以来、「貧民を救う義賊だ」と、一部の者たちから大変な支持を得ているという。
「……泥棒と義賊は違うわよ」
加代は悔し紛れに呟くと、塩むすびに齧り付いた。
お漬物や卵焼きを入れたお弁当を持ってくる他の学友たちとは違い、彼女のお昼ご飯は、いつも質素な塩むすび2個だけだ。
小柄で童顔な加代は、年より幼くみられがちだが、実は学年で一、二を争う成績優秀者だ。

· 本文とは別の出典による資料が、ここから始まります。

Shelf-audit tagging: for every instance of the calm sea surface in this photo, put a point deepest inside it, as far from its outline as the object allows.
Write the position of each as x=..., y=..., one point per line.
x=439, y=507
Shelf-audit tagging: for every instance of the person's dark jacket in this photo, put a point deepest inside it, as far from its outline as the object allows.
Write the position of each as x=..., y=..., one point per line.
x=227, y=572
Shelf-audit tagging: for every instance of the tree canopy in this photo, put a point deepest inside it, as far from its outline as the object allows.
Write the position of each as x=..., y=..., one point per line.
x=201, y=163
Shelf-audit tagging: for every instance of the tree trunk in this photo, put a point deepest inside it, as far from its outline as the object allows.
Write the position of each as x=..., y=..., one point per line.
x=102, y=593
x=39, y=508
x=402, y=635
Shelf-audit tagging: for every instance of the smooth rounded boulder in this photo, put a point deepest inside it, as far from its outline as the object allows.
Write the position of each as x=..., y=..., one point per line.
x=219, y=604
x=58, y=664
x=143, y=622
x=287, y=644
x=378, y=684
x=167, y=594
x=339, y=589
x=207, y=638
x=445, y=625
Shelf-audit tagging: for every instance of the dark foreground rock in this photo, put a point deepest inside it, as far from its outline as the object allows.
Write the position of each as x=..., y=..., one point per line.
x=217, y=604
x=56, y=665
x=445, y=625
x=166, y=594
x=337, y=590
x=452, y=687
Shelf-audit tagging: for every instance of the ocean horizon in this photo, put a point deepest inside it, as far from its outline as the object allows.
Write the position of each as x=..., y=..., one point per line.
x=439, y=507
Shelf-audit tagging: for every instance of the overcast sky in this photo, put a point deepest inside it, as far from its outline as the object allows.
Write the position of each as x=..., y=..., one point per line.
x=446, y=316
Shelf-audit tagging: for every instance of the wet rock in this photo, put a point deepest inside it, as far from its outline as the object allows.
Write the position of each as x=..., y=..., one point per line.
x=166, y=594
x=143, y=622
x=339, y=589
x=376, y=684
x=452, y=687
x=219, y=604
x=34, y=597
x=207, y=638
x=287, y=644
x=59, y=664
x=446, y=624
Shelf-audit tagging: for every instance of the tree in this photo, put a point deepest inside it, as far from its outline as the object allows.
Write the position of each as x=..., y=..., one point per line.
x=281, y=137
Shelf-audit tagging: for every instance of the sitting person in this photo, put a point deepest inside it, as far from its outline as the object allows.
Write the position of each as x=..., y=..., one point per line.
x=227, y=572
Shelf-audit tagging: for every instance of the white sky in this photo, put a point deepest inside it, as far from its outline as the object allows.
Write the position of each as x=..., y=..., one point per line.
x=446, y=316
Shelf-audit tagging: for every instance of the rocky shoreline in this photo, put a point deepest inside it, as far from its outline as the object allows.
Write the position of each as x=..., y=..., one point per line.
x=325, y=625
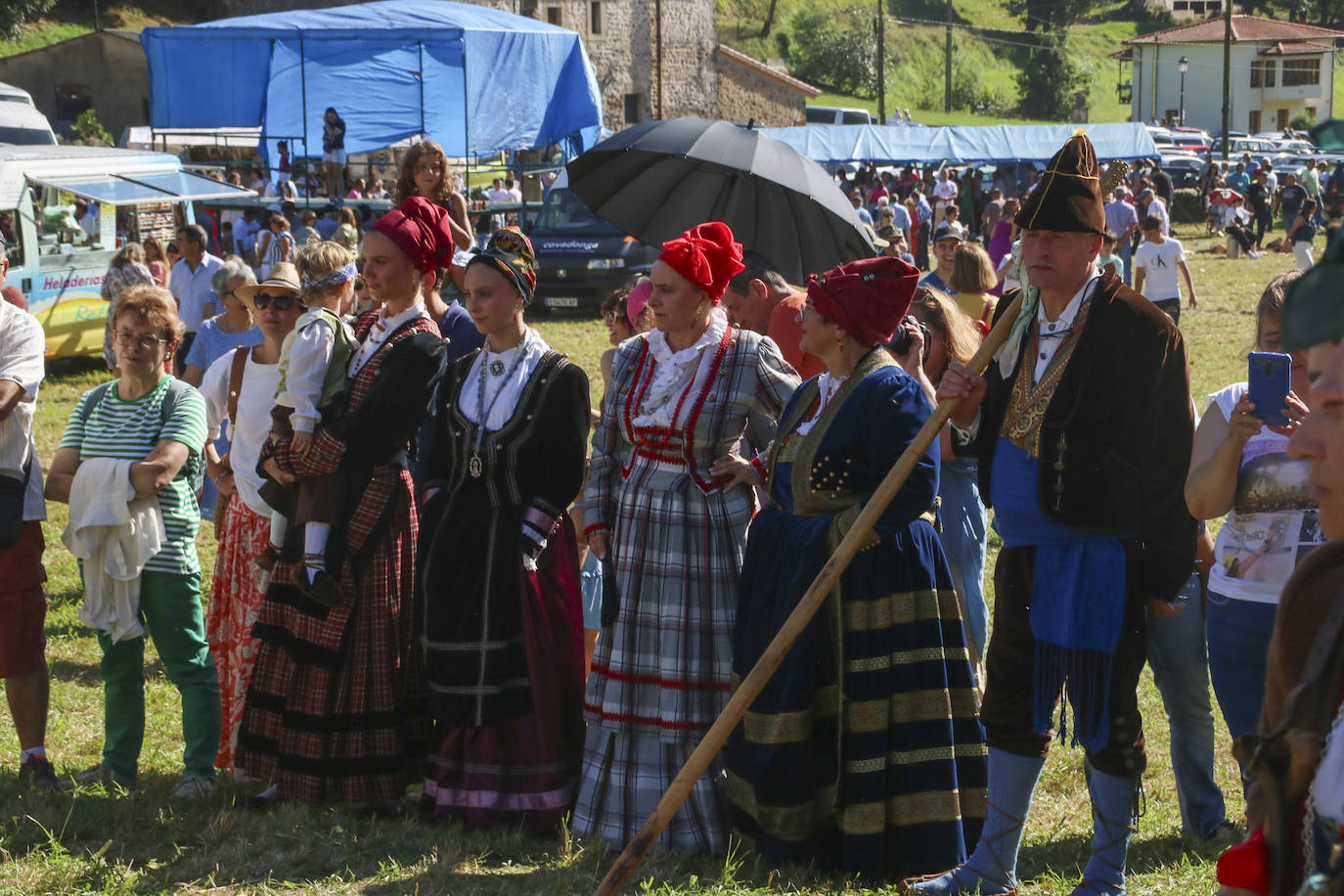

帝都の中心地からやや離れた田舎の出身で、兄弟姉妹も多いという。本来なら女学校に進学するのは難しかったところを、さる篤志家の支援を得て、ここに通うことになったらしい。
今は、その篤志家から紹介された人の家に住んでいる。
加代が噂の義賊とやらに殊更、肩入れするのは、そういう彼女の事情によるものかもしれない。
「それで、その……義賊というのは、何者なの?」
桜子が話題を本筋に戻してやると、他の二人が加代に話を譲るように視線を送る。
「正体は、今のところ全く不明なのよ」
加代が何冊かの雑誌に書いてあったという話を教えてくれた。
それによると、件の義賊は大豪邸から次々と大量の現金や宝石を盗んでは逃げ、盗んでは逃げ、その数ついに十数軒にものぼるのだとか。
しかし、ある時、盗みに入られた家の主が、ついに尻尾を掴んだ。この好機に主は、いざ盗人を捕まえんと、塀の際まで追い詰めた。ところが、なんと! 行き止まりのはずの塀から、男は奇術みたいにパッと姿を消したそうのだそうだ。
「銀の衣を纏って消えた、その様に、『狐が化かしたに違いない』なんて言われるようになったの」
「なるほど。それで通り名が『銀狐』なのね」
まるで、どこぞの八犬士が活躍する壮大な物語の一端でも聞いているような心地でいると、他の二人が加代の熱のこもった語りぶりに、苦笑いを浮かべて水を差した。
「加代さん、人間が急に消えるわけないわ」
「そうよ。縁日の見世物小屋も種や仕掛けがあるものなのよ」
小さな子どもを諭すように言われ、流石に少し恥ずかしくなったのか、加代の言葉が弱々しくなる。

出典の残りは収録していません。